That said, it should be possible to schedule some sort of backup without extra software but a lot depends on the OS it is running, what you actually want to achieve (simple file level backup of user data or restorable full disc image), what protocols you're using on the NAS, what file system you're using on the NAS, how you have your NAS users set up, and other factors.

A full backup over your network is also going to be a lot slower than backing up to a drive locally connected to the PC - speed is limited by the slowedt link in the chain which is most probably your netwotk.

If it's primarily user data not the OS and programs/applications you want to back up I'd come at things from the other end: Keep those files on the NAS (on a Linux filesystem with proper users configured not guest access) and handle the daily/weekly backup from there. cron and rsync can handle that entirely on the NAS. rsync and cron can backup the NAS OS too.

I can't comment on the iOS devices as I don't have any.

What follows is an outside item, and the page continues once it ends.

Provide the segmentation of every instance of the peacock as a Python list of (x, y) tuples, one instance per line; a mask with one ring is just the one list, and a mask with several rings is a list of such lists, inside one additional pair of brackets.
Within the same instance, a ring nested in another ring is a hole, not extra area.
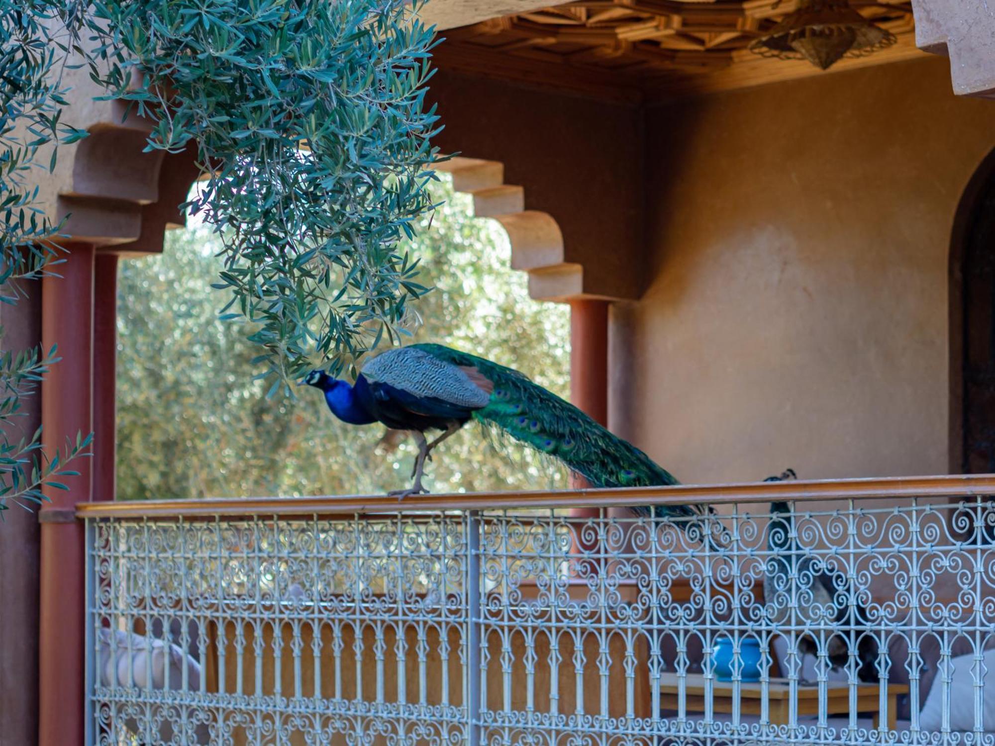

FWIW, this is my current set up (CM4 based NAS, NFS and Samba, multiple internal drives):
  • Data on my PC that needs to be backed up but doesn't change often (not for weeks or months) stays on the PC and gets backed up as required to a directly connected (via eSATA) RAID1 HDD enclosure.
  • Data that does change more often lives on the NAS on a btrfs* partition. Clients mount it over NFS or SMB/CIFS depending on their OS (and occasionally vis sshfs or sftp too).
  • Every night the NAS snapshots the btrfs partition then rsyncs that to a different HDD. It does the same for the OS but that's a little more complex. It then cleans up older backups and snapshots (dalies are kept for a week, weeklies for a month, etc)
  • Data that is not irreplacable (legally downloaded video and music for example) isn't backed up. Redownloading would be tedious but it does keep duration and costs of the backup down.
Because the files are on the NAS (which is always on) clients can be off when the backup is scheduled.